The issue you refer to is called the unfunded mandate. Federal power allows the Congress to compel some kinds of actions by the States, but the rules do not require Congress to give the States any money to cover the cost of performing the compulsory action. This is not as common as one may think, because unfunded mandates are only possible in the seventeen areas of Federal sovereign power. In education, for example, there is no Federal regulatory power, so the only unfunded mandates are with respect to civil rights – anything else the Congress wants, it can only get with a grant program – "do this and we will give you money." There are far more of these voluntary programs where States are bribed by Congress than there are unfunded mandates. Most States receive more in Federal bribe money than is taken out of them by taxes, and far more than they are compelled to spend on unfunded mandates.
The right of the people to keep and bear arms shall not be infringed, according to the Second Amendment. Nonetheless, western cow towns forbade open carry of guns in the 1870s, and the Supreme Court ruled that they could. Cities and States have various restrictions on the purchase, transportation, and possession of specific firearms, and Federal law has made certain types of arms subject to special licenses and others illegal outright. Firearms that are illegal under Federal law cannot be legal under State law.

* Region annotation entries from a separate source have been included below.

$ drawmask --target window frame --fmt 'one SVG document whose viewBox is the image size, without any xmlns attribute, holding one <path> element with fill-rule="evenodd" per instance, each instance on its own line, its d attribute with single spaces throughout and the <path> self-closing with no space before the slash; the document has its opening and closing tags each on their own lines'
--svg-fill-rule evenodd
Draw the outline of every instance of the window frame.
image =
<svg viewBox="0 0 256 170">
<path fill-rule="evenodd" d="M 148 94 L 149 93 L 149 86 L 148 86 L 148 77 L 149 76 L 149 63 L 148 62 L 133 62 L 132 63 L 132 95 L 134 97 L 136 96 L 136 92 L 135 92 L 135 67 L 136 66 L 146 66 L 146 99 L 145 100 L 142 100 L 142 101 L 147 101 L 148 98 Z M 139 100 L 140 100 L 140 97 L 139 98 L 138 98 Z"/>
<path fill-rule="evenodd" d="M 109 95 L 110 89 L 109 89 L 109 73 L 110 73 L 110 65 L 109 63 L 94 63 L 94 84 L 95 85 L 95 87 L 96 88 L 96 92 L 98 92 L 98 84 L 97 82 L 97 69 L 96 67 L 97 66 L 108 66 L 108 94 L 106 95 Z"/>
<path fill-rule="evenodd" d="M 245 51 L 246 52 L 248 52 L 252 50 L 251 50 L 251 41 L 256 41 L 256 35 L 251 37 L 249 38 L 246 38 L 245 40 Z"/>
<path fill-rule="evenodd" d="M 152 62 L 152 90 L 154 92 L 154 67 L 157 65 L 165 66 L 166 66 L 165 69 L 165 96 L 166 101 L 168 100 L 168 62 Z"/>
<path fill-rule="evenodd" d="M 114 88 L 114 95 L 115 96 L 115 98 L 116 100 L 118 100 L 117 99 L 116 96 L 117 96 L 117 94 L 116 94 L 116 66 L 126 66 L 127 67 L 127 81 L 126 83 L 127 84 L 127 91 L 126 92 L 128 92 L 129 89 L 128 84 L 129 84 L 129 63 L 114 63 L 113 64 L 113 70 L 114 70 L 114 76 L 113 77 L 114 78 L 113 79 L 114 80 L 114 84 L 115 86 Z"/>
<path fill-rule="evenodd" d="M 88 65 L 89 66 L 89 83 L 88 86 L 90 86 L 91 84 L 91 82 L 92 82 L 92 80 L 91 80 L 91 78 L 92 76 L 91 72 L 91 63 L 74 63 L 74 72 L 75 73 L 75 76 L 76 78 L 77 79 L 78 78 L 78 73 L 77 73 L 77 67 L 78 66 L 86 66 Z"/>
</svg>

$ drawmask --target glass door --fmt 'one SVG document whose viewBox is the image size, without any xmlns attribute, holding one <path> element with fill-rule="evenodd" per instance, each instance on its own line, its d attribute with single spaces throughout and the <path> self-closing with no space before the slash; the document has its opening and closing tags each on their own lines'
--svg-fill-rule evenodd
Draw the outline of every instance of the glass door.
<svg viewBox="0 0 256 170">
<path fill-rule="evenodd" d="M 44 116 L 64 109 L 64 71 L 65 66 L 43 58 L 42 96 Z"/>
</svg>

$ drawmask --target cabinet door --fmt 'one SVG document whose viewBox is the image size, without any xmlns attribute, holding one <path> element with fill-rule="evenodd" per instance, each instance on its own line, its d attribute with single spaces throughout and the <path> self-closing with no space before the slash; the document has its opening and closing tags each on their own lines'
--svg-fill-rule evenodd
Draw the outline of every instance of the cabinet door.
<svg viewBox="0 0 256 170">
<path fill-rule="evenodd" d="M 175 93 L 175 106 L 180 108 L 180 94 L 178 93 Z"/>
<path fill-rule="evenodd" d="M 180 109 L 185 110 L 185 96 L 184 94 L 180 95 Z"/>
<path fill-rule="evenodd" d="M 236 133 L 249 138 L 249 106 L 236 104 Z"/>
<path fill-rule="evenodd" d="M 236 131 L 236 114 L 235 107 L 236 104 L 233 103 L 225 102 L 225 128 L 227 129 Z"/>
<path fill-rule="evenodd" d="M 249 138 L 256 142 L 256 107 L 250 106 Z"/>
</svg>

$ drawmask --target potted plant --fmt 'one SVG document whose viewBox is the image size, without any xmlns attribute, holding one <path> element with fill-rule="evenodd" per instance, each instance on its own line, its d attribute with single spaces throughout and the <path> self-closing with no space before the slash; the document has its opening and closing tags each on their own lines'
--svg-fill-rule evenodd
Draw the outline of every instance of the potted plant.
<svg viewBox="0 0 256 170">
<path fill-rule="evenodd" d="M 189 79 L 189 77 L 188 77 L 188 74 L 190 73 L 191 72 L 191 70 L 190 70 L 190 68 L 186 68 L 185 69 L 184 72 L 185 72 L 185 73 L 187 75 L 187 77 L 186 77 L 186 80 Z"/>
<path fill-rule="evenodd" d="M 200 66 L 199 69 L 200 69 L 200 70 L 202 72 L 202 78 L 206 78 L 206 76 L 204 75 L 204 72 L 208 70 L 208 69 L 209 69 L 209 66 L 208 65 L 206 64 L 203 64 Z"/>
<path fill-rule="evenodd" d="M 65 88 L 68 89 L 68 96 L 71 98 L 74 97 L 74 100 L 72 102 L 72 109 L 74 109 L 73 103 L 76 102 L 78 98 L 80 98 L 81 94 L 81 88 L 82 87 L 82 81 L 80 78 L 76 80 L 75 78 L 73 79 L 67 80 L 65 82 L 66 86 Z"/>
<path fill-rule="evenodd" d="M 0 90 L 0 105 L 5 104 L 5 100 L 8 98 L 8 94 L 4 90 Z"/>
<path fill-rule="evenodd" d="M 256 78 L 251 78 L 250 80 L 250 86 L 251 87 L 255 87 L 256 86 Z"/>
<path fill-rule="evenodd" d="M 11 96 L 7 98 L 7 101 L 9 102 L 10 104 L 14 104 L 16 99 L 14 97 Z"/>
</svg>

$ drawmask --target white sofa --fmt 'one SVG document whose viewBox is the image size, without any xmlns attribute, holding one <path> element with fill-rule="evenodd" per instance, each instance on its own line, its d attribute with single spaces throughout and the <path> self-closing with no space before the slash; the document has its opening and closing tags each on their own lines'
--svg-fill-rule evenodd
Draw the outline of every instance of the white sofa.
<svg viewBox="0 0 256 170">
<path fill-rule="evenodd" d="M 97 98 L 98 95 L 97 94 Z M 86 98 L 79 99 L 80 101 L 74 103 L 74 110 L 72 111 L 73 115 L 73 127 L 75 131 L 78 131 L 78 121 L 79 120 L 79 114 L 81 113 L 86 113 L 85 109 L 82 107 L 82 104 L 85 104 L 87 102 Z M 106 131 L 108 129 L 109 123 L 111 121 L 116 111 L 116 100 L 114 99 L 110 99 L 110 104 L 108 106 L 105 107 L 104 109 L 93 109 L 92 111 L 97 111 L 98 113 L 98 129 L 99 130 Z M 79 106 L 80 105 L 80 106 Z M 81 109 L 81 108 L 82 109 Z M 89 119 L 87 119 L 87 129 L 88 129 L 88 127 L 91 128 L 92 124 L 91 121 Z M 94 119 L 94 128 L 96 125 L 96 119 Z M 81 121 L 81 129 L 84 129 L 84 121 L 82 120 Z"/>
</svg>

Abortion has been ruled a Constitutional right by the Supreme Court, and cannot be absolutely denied under State law. However, this right does not supersede State laws regulating the manner and location of medical practice.
Marijuana is regulated by the Federal government under an interpretation of the power to regulate commerce between the States. It is the same power that justifies the existence of the FDA and its regulation of pharmaceuticals. Congress has passed laws declaring certain active materials of no medical virtue, imposing extraordinary taxes and regulations that do not ban them outright, but do ban their transportation and sale. State laws that make possession and use a crime are in addition to Federal law. If a State does not make possession and use of marijuana a crime, it is not, even though its transportation and sale are still Federal crimes. The Federal power cannot ban local production, manufacture, and trade that does not cross any State lines at all, but they can arrest people and take the case to court on the assertion that the apparently local trade is actually across State lines. The last guy to make the "local only" argument lost.
There you have it. States ore sovereign in most matters. Federalism means that the United States is sovereign in specific matters defined by the Constitution, and no others. In them, Federal law supersedes State law.